Hacker News new | comments | ask | show | jobs | submit login
Selecting All Columns Except One in PostgreSQL (jooq.org)
64 points by kawera 9 months ago | hide | past | web | favorite | 48 comments



"do you really need a billiards table?"

http://pbfcomics.com/comics/billiards-in-heaven/

I mean I guess it's a cute bit of syntactic sugar but are you really going to die if you have to manually specify the columns you want? That's a vastly safer/less brittle practice.


> I mean I guess it's a cute bit of syntactic sugar but are you really going to die if you have to manually specify the columns you want? That's a vastly safer/less brittle practice.

No, it's a basic piece of functionality that should have existed a long time ago.

I'm reminded of a quote, I think from pg that goes like "programming languages teach you to not want what they can't give you."

It's absolutely true. I see few language features met with comments like yours and I just wonder, why? Why can a feature only be added if the alternative is that we're "going to die?"

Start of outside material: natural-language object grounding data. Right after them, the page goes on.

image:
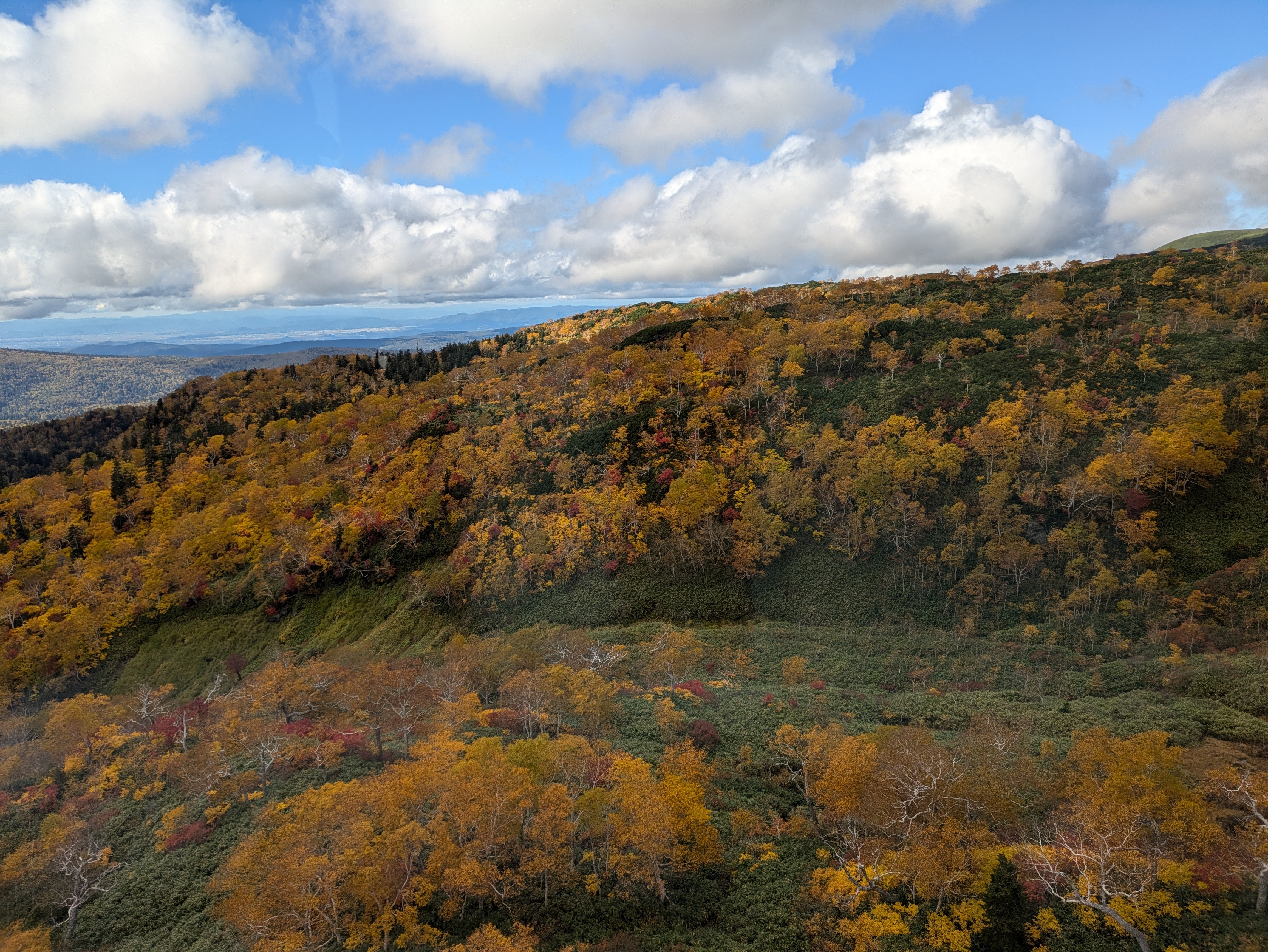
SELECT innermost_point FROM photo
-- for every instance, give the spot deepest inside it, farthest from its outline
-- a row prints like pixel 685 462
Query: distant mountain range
pixel 264 331
pixel 37 386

As somebody who does SQL for a majority of their work, this feature is so overdue. I briefly used RethinkDB from 2013-2014 and RQL supported this functionality. What a treat it would be to be able to do this on Postgres.

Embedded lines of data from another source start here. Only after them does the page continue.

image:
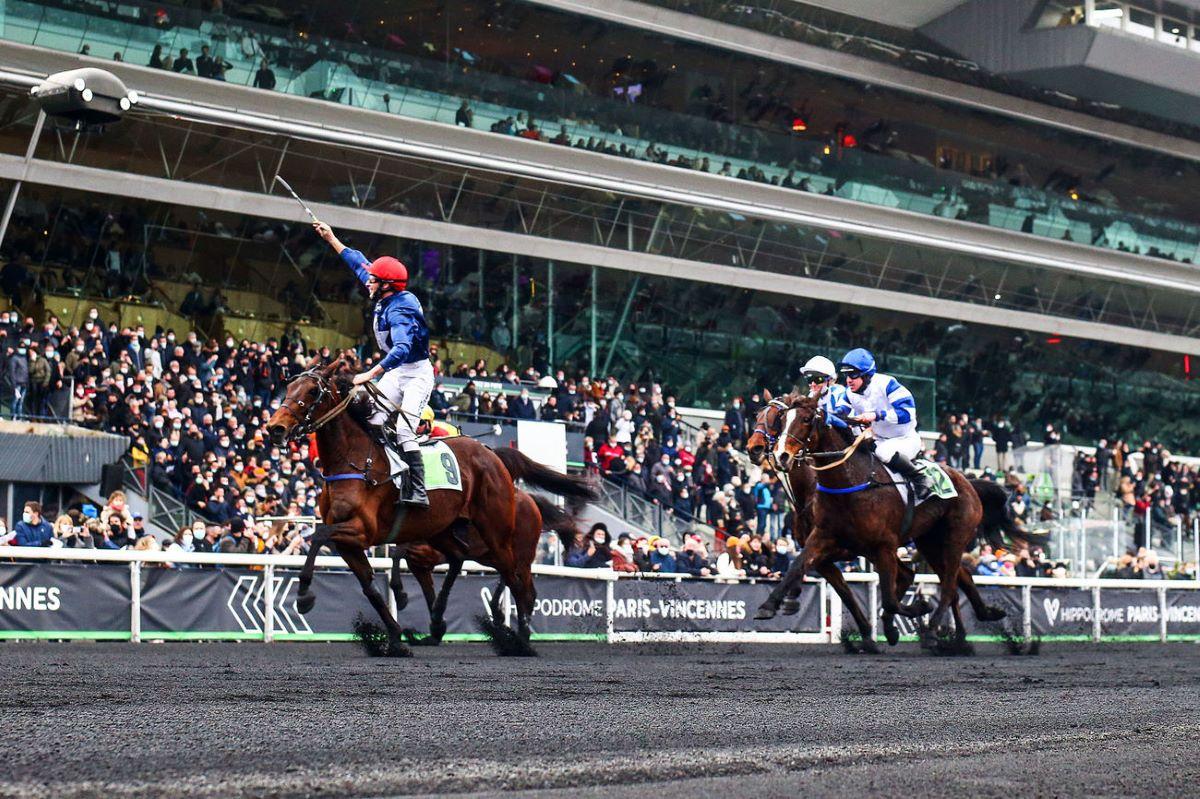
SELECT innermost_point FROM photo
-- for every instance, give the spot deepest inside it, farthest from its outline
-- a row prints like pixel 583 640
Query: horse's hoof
pixel 991 613
pixel 396 648
pixel 763 613
pixel 917 607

I'm in the opposite camp. Even small features are very expensive. You need to support them for the life of the product. You need to think about them every time a new feature, bug fix, anything comes along. I prefer products that have smaller feature sets and those features are rock solid and very well thought out than just throwing every possibility in because you can.

If skipping EXCEPT means say the postgres team can focus that much more energy on bugs and stability, then that's a good trade off in my eyes.


Except that's not how real software is built. Real software has to add new features to remain competitive. Just look at a few of the features for Postgres 9.4 to 10:

JSONB data type, ALTER SYSTEM statement for changing config values, ability to refresh materialized views without blocking reads, dynamic registration/start/stop of background worker processes, Logical Decoding API, GiN index improvements, Linux huge page support, database cache reloading via pg_prewarm UPSERT, row level security, TABLESAMPLE, CUBE/ROLLUP, GROUPING SETS, and new BRIN index[113] Parallel query support, PostgreSQL foreign data wrapper (FDW) improvements with sort/join pushdown, multiple synchronous standbys, faster vacuuming of large table Logical replication, declarative table partitioning, improved query parallelism

We'd all love for software to be bug-free and stable, but features have to be added.


For sure, that is the reality we live in. Doesn’t mean it’s a good thing though. There’s even been some push back to this trend, such as Apple reconsidering how they do release cycles due to iOS becoming so buggy.

It also depends on what kind of software we are talking about. A trendy mobile app is very different from a critical database.

I personally prefer software that’s more conservative in its approach to new features. It’s becoming harder to find software that has this philosophy but not yet impossible.


Nobody is arguing that products shouldn't have features. But there is a real cost to each feature that you add, and so you have to weigh the tradeoffs before blindly building everything anyone asks for. Selecting all columns but one seems like it would bring much less value than JSONB.


The parent comment said he preferred software with less features, and favored bug fixing and stability over feature X. Feature X could be swapped with any request in Postgres's backlog.

I agree with you: all features have to have a cost and value. The market decides what features are valuable, and they get built and supported. SELECT EXCEPT is not one that the market values yet. And that's fine.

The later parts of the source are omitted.